In 1960, Ahmad joined the Pakistan Atomic Energy Commission (PAEC) as senior scientist and was allowed to proceed aborad for post-doctoral work at several of the world's most renowned research institutions. Ahmad published papers in physics at the Niels Bohr Institute at Copenhagen; also at the University of Montreal in Canada as well as the University of Paris – Sorbonne in France. Finally, he settled down for work at the Lahore Centre of the PAEC (PAEC) in 1965. Ahmad held the post of Senior Scientific Officer until 1966.[18] From 1969 until 1971, Ahmad was the director of the Atomic Energy Center in Lahore; and then served as secretary of PAEC from 1967 till 1969.[18] In 1971, Ahmad became director of the Institute of Nuclear Science and Technology in Nilore until 1976.[18] In 1976, he became a Science Member of PAEC, raised to the position of Senior Member in 1988. He became Chairman of the Commission in 1991 and remained its Chairman from March 13, 1991 to December 19, 2001.[18]

While he was Chairman PAEC, Ahmad has been heading the country's delegation at the International Atomic Energy Agency (IAEA) in Vienna, Austria.[19] At IAEA, he was always very keen for getting technical support and the breaking of the isololation of scientists from third world. On his persuasion IAEA's technical assistance program was adapted to cater for special needs of the developing countries.[19] In this regard a Standing Advisory Group on Technical Assistance and Cooperation (SAGTAC) was established; Ahmad served as the first Chairman of the Group.[19]

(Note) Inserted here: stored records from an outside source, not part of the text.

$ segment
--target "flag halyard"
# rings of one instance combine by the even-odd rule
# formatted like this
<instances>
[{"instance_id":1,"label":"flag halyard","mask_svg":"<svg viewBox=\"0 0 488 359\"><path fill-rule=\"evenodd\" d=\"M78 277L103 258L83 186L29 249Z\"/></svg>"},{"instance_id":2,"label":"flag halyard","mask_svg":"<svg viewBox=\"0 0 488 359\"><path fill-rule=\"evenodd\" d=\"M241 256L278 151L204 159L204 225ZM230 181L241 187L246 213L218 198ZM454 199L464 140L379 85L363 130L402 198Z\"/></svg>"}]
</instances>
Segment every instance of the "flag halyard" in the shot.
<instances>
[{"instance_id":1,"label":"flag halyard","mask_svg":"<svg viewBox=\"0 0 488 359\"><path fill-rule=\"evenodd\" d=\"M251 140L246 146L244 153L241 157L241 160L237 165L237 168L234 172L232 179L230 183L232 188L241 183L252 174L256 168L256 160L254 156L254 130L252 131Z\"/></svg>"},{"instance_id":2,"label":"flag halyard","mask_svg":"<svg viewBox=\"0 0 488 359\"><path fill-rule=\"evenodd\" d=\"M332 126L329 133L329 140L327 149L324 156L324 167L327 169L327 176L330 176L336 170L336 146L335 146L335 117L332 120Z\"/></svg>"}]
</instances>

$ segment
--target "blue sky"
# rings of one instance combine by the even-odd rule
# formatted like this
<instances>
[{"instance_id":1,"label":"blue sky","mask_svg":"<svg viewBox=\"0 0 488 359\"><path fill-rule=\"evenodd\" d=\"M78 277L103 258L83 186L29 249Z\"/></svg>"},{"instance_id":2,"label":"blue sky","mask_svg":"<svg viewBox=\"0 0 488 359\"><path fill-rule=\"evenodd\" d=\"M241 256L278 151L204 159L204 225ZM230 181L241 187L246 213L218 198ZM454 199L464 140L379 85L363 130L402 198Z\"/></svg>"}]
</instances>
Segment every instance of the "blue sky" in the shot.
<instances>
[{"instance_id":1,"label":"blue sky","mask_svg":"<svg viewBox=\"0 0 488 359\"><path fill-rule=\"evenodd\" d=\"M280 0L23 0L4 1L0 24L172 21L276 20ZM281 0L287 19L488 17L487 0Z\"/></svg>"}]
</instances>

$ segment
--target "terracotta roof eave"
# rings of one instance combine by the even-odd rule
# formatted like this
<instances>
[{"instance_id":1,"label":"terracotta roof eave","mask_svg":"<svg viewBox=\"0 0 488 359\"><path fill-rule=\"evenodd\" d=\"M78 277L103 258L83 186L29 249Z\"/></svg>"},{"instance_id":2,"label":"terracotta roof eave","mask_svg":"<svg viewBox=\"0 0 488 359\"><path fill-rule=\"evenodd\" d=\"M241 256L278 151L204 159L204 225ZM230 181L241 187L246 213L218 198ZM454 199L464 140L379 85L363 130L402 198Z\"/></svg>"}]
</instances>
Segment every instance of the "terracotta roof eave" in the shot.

1971 war and atomic bomb project

After the 1971 war with India, the government sent Ishfaq Ahmad to the Pakistan Institute of Nuclear Science and Technology (PINSTECH).[18] When Munir Ahmad Khan became the chairman of PAEC and was put in charge of secret atomic bomb project, Munir Khan appointed Ahmad as the director of PINSTECH, where he remained up to 1976. Ahmad served as the director of the Nuclear Physics Division at the secret Pinstech Institute which developed the first designs of atomic bombs, a clandestine project during the post-1971 war.[3] There, he played an influential role in leading the physics and mathematical calculations in the critical mass of the weapons, and did preliminary theoretical work on the implosion method used in the weapons.[4]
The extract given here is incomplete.